Bard readability scores were high school level, significantly easier than ChatGPT's college level by all scoring metrics (P <0.001). Bard had significantly longer answers (P <0.001), yet with similar accuracy of Bard (85% ± 10) and ChatGPT (87% ± 14) (P=0.5). PEMAT understandability scores were no statistically significantly different (P=0.06). Actionability by PEMAT scores for Bard was significantly higher (22% vs. 9%) than ChatGPT (P=0.007) CONCLUSION: Answers to questions about "labor epidurals" should be accurate, high quality, and easy to read. Bard at high school reading level, was well above the goal 4 to 6 grade level suggested for patient materials. Consumers, health care providers, hospitals and governmental agencies should be aware of the quality of information generated by chatbots. Chatbots should meet the standards for readability and understandability of health-related questions, to aid public understanding and enhance shared decision-making.
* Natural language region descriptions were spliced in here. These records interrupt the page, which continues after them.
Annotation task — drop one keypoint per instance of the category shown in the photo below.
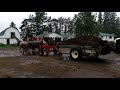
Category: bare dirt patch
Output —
(14, 65)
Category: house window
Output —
(12, 34)
(110, 37)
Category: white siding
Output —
(3, 41)
(13, 41)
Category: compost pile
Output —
(86, 39)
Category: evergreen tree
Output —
(12, 24)
(85, 24)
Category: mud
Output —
(14, 65)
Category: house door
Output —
(8, 41)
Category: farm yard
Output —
(15, 65)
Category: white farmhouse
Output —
(107, 37)
(10, 35)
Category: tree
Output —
(111, 23)
(85, 24)
(12, 24)
(40, 19)
(100, 21)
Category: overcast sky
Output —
(17, 17)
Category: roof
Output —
(41, 35)
(2, 33)
(106, 34)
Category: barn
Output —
(10, 35)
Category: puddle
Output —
(8, 53)
(31, 62)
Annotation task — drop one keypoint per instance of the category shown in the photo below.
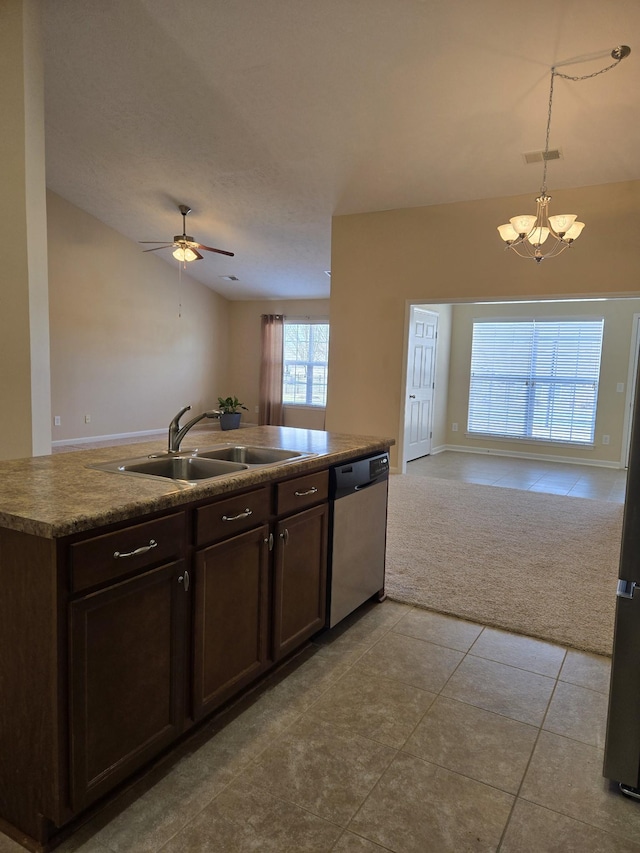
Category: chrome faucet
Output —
(177, 433)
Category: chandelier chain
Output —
(555, 73)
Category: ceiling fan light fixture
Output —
(186, 254)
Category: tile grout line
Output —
(535, 744)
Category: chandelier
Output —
(528, 233)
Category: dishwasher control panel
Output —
(378, 465)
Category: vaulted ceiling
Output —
(267, 117)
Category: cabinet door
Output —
(231, 617)
(300, 578)
(127, 663)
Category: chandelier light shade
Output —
(542, 236)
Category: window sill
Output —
(536, 442)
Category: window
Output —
(535, 379)
(305, 358)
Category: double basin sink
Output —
(200, 465)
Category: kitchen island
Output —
(133, 609)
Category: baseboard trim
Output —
(517, 454)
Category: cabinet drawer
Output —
(107, 557)
(231, 516)
(304, 491)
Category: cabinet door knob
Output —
(118, 555)
(244, 514)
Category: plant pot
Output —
(230, 420)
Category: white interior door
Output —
(421, 366)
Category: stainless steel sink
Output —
(184, 469)
(196, 466)
(250, 454)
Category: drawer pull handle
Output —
(118, 555)
(244, 514)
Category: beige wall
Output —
(453, 253)
(244, 354)
(616, 351)
(24, 329)
(120, 352)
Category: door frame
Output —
(409, 304)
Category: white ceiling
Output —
(269, 116)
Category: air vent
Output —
(538, 156)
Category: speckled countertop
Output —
(53, 496)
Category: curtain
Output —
(270, 401)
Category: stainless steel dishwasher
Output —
(358, 497)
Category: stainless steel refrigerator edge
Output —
(358, 494)
(622, 746)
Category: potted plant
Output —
(230, 413)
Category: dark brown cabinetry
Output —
(126, 678)
(231, 619)
(300, 561)
(126, 651)
(300, 577)
(123, 637)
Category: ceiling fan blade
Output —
(209, 249)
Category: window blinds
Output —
(535, 379)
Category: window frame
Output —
(528, 400)
(310, 366)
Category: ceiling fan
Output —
(186, 248)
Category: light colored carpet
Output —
(537, 564)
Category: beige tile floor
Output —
(559, 478)
(399, 730)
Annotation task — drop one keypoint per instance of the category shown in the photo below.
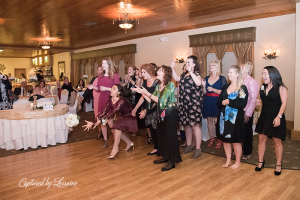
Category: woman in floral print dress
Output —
(190, 104)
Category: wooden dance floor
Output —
(132, 175)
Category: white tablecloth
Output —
(18, 134)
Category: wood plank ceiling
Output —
(84, 23)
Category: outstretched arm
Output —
(175, 76)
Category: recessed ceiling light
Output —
(90, 24)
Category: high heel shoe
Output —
(99, 136)
(211, 142)
(149, 140)
(276, 172)
(105, 144)
(131, 145)
(113, 156)
(258, 169)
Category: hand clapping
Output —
(88, 125)
(225, 102)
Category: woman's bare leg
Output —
(197, 135)
(227, 148)
(278, 151)
(238, 154)
(262, 139)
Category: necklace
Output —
(148, 82)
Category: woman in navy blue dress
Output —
(213, 85)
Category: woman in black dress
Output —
(230, 125)
(271, 123)
(164, 97)
(190, 104)
(149, 113)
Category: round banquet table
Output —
(21, 128)
(53, 98)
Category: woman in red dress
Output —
(117, 113)
(102, 86)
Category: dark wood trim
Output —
(227, 21)
(118, 50)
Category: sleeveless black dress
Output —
(271, 104)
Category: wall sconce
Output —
(179, 60)
(271, 55)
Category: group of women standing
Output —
(228, 109)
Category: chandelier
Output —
(125, 22)
(46, 44)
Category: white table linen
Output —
(25, 133)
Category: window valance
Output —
(224, 37)
(112, 51)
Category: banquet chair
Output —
(45, 100)
(64, 96)
(73, 109)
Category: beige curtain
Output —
(99, 61)
(240, 50)
(90, 70)
(116, 59)
(128, 59)
(220, 52)
(201, 53)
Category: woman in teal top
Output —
(168, 116)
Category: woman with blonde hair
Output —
(42, 89)
(212, 87)
(230, 125)
(106, 79)
(190, 104)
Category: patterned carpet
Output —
(291, 148)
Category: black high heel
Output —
(149, 140)
(276, 172)
(259, 169)
(99, 136)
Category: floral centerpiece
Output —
(72, 120)
(41, 105)
(85, 77)
(33, 79)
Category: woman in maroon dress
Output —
(105, 81)
(117, 113)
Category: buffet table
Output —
(22, 128)
(53, 98)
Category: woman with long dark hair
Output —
(117, 113)
(271, 123)
(164, 97)
(190, 104)
(80, 85)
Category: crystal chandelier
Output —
(46, 44)
(125, 22)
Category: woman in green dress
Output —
(168, 116)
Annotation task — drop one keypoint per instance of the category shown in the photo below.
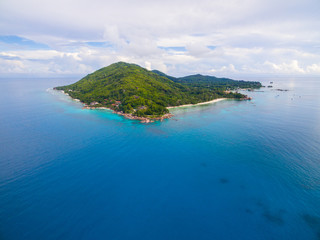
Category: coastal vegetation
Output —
(135, 91)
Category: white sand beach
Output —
(203, 103)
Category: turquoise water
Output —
(229, 170)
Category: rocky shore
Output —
(132, 117)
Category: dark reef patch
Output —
(223, 180)
(313, 222)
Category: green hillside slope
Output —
(129, 88)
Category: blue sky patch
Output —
(15, 42)
(100, 44)
(212, 47)
(178, 49)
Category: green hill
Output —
(131, 89)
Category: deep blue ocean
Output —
(229, 170)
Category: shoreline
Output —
(197, 104)
(146, 119)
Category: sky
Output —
(178, 37)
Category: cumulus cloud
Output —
(80, 36)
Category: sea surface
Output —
(228, 170)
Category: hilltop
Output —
(135, 91)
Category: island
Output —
(137, 93)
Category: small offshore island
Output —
(137, 93)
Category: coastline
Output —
(147, 119)
(197, 104)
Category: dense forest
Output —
(129, 88)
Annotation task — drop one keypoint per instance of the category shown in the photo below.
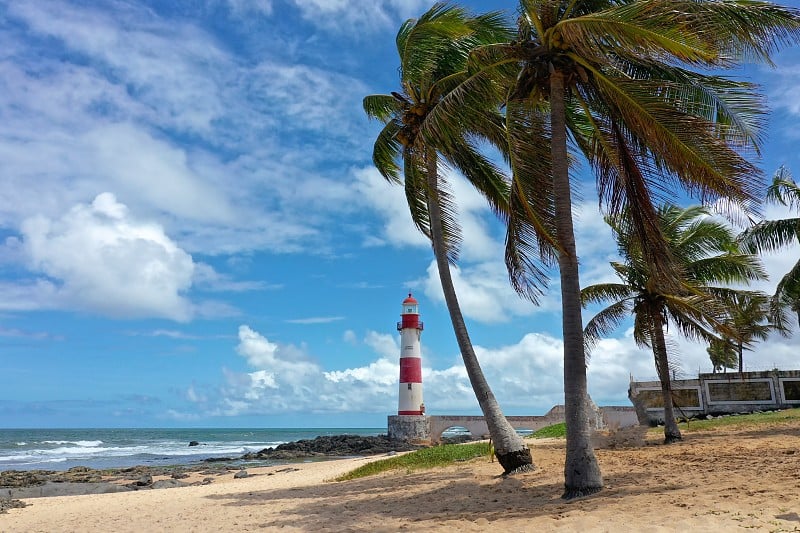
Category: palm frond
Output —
(386, 152)
(604, 322)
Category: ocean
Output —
(62, 449)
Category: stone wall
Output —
(717, 394)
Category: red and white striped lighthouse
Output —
(410, 328)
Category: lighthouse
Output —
(410, 423)
(410, 328)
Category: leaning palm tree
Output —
(433, 51)
(616, 78)
(771, 235)
(706, 254)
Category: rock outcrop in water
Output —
(332, 446)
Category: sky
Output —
(192, 233)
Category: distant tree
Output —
(748, 320)
(771, 235)
(705, 252)
(433, 53)
(722, 354)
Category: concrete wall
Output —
(410, 428)
(430, 428)
(717, 394)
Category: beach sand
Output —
(725, 480)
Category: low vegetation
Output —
(426, 458)
(437, 456)
(556, 431)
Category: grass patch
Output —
(425, 458)
(557, 431)
(775, 418)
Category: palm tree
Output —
(748, 318)
(706, 254)
(433, 52)
(771, 235)
(615, 78)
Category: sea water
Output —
(62, 449)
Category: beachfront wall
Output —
(718, 394)
(414, 428)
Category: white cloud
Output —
(483, 291)
(354, 16)
(180, 133)
(243, 8)
(99, 258)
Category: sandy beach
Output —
(725, 480)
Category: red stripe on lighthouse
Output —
(410, 370)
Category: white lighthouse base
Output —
(415, 429)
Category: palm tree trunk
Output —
(741, 356)
(671, 431)
(510, 450)
(581, 472)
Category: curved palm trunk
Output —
(740, 350)
(671, 431)
(510, 449)
(581, 472)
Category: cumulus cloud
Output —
(360, 15)
(99, 258)
(526, 377)
(484, 292)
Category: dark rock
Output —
(332, 446)
(144, 481)
(17, 478)
(168, 484)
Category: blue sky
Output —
(192, 233)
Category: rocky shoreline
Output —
(17, 484)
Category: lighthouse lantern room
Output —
(410, 328)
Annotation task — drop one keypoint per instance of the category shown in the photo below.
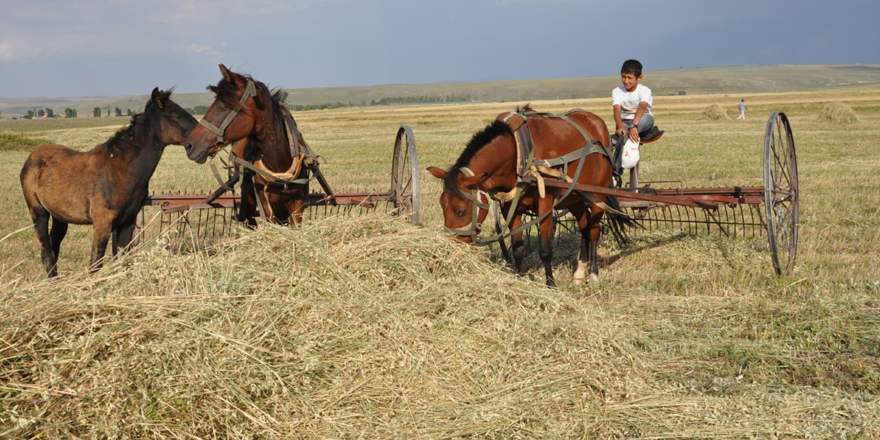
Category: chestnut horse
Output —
(105, 187)
(518, 148)
(267, 143)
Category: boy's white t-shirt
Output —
(629, 101)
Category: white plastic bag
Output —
(630, 156)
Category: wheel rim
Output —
(781, 194)
(405, 176)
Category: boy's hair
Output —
(632, 66)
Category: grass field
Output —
(354, 328)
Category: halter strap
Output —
(220, 131)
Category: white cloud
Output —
(200, 49)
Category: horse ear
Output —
(258, 99)
(157, 98)
(227, 75)
(468, 182)
(438, 173)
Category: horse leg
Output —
(122, 237)
(48, 248)
(584, 256)
(517, 246)
(298, 207)
(102, 231)
(545, 238)
(594, 232)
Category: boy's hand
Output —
(634, 134)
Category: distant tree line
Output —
(424, 99)
(197, 110)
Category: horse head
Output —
(487, 165)
(464, 204)
(175, 123)
(231, 117)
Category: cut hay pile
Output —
(838, 113)
(714, 112)
(355, 328)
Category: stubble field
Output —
(365, 327)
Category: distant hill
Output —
(705, 80)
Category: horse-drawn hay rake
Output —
(731, 211)
(189, 219)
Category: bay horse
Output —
(266, 141)
(105, 187)
(496, 162)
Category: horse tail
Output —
(618, 222)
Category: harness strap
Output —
(249, 91)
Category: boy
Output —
(742, 110)
(632, 112)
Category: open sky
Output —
(59, 48)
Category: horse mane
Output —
(477, 142)
(226, 91)
(128, 137)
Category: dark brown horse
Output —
(250, 116)
(496, 163)
(104, 187)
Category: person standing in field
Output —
(632, 104)
(742, 110)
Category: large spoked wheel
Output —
(405, 176)
(781, 194)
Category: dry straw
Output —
(839, 113)
(714, 112)
(355, 328)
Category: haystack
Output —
(838, 113)
(714, 112)
(361, 327)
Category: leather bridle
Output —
(249, 91)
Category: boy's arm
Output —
(618, 120)
(634, 134)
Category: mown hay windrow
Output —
(714, 112)
(351, 327)
(838, 112)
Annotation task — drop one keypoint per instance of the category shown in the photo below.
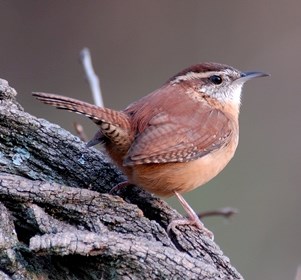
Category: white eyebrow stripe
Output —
(193, 75)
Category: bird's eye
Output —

超过90%的孕妇和76%的准父亲会搜索孕期健康信息。我们研究了热门生成式人工智能(AI)聊天机器人ChatGPT和Bard对常见产科麻醉问题的回答的可读性、准确性和质量。
基于专业协会、医院和消费者网站的常见问题,为生成式AI聊天机器人提出了20个问题。2023年11月对ChatGPT和Bard进行了查询。由四名产科麻醉医生对答案的准确性进行评分。使用印刷品患者教育材料评估工具(PEMAT)来衡量质量。使用六个可读性指标来衡量可读性。使用独立t检验比较准确性、质量和可读性。
Bard的可读性分数为高中水平,通过所有评分指标均明显比ChatGPT的大学水平更容易理解(P<0.001)。Bard的答案明显更长(P<0.001),但其准确性与ChatGPT相似(85%±10)和ChatGPT(87%±14)(P=0.5)。PEMAT可理解性分数在统计学上没有显著差异(P=0.06)。Bard的PEMAT分数的可操作性明显高于ChatGPT(22%对9%)(P=0.007)。结论:关于“分娩硬膜外麻醉”问题的答案应该准确、高质量且易于阅读。处于高中阅读水平的Bard,远高于建议的患者材料4至6年级的目标水平。消费者、医疗保健提供者、医院和政府机构应该意识到聊天机器人生成的信息质量。聊天机器人应该满足与健康相关问题的可读性和可理解性标准,以帮助公众理解并加强共同决策。